Niobium, Ta, Zr, Hf, Th and U, also referred to as high field strength elements, are enriched in all the coals in the Tonghua section and two coals near the alkali tonstein band in the Yuyang section (Table 2). The variation in Zr, however, may also be derived from contamination of the coals from the zirconia grinding mill used during sample preparation.
The concentrations of Nb, Ta, Zr, Hf, REE and Y are notably higher in the coal ply (yy-11-5) overlying the alkali tonstein in the Yuyang section, and in the coal plies (th-k2b-6 and yy-11-7) under the alkali tonsteins in the Tonghua and Yuyang sections (Figure 6). It is also worth noting that the REE and Y concentrations in both the overlying and underlying coal plies are higher than those in the tonsteins of the Tonghua and Yuyang sections.

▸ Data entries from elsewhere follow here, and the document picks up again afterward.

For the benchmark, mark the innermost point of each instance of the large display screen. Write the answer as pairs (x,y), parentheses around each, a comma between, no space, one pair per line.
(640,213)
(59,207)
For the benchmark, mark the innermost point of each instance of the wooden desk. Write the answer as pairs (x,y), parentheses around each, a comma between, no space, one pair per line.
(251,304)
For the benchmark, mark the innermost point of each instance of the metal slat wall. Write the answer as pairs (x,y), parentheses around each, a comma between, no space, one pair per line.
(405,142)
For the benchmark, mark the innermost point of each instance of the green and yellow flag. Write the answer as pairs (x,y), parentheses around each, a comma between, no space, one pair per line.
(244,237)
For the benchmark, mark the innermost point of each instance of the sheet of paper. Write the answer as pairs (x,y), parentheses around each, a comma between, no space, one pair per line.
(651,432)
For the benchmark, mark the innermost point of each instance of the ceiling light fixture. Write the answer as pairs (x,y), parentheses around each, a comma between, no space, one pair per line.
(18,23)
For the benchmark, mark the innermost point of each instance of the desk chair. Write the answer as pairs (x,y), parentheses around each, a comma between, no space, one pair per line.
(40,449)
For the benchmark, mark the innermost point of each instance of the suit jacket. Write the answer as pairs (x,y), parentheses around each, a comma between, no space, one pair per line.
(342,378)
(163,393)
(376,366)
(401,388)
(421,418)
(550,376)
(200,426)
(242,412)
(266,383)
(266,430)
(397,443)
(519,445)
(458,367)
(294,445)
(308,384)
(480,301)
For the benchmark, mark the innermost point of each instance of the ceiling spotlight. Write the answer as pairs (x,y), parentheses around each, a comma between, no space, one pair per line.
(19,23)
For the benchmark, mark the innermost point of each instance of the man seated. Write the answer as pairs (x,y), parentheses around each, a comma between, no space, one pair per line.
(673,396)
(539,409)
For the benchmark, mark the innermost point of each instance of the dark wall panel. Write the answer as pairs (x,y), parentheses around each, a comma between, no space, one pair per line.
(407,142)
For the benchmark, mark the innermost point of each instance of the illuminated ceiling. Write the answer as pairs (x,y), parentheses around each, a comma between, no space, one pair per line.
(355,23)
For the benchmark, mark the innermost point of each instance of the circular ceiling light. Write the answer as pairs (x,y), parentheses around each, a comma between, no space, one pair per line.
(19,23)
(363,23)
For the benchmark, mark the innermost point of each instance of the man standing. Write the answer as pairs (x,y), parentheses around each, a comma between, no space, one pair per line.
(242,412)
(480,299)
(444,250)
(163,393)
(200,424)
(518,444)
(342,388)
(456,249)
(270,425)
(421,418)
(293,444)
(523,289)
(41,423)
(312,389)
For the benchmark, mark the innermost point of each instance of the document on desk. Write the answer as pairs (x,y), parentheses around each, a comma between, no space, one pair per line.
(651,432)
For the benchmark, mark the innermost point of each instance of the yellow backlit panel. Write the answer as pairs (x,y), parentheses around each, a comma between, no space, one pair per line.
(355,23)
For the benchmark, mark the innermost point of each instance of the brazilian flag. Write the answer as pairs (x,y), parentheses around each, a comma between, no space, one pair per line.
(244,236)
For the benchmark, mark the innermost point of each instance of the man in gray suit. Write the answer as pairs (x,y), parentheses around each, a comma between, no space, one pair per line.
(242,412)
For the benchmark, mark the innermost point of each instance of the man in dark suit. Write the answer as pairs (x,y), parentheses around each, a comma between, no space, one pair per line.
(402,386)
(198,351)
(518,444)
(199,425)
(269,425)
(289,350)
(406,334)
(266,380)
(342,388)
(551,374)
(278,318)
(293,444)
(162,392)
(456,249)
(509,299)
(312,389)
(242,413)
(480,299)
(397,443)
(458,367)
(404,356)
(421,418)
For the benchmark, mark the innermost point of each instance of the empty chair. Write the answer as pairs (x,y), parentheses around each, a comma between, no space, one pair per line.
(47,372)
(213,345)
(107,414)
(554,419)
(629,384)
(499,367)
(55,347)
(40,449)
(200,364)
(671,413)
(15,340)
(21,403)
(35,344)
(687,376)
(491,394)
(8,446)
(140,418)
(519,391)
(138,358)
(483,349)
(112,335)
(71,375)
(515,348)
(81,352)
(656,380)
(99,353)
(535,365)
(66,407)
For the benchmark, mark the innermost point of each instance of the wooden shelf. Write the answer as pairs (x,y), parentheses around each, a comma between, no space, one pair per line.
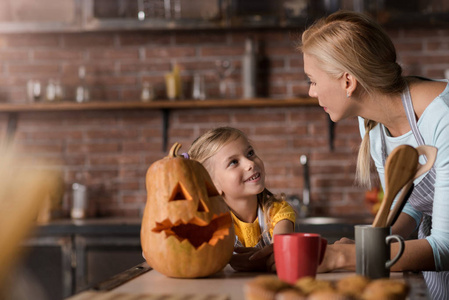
(165,106)
(162,104)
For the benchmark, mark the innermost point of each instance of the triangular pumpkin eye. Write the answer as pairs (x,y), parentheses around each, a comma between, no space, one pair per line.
(179,193)
(202,207)
(211,190)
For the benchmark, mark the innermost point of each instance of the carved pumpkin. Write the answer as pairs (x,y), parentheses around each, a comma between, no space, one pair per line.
(187,229)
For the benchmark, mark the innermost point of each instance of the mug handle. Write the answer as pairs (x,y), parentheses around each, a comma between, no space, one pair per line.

Elevated concentrations of trace elements in coals near tonsteins are relatively common and volcanic minerals or volcanic glasses are probably the sources for the elevated element concentrations in such coals [6]. For example, the enrichment of Zr, Nb, Th and Ce in coals directly above and below tonsteins in the C coal bed of the Emery Coal Field, Utah was reported by Crowley et al. [6]. Crowley et al. [6] suggested that the mechanism of enrichment for some elements in the coal was leaching of volcanic ash by groundwater and subsequent incorporation in organic matter or authigenic minerals, or, alternatively, the incorporation of volcanic ash in the original peat material. Leaching of the volcanic ash by ground water was used by Hower et al. [7] to explain the high concentrations of Zr, Y and REE in the coal directly underlying a tonstein in the Fire Clay coal bed, Kentucky. Similar observations suggesting enrichment of elements due to leaching of volcanic ash beds in coals were also made by Wang [58].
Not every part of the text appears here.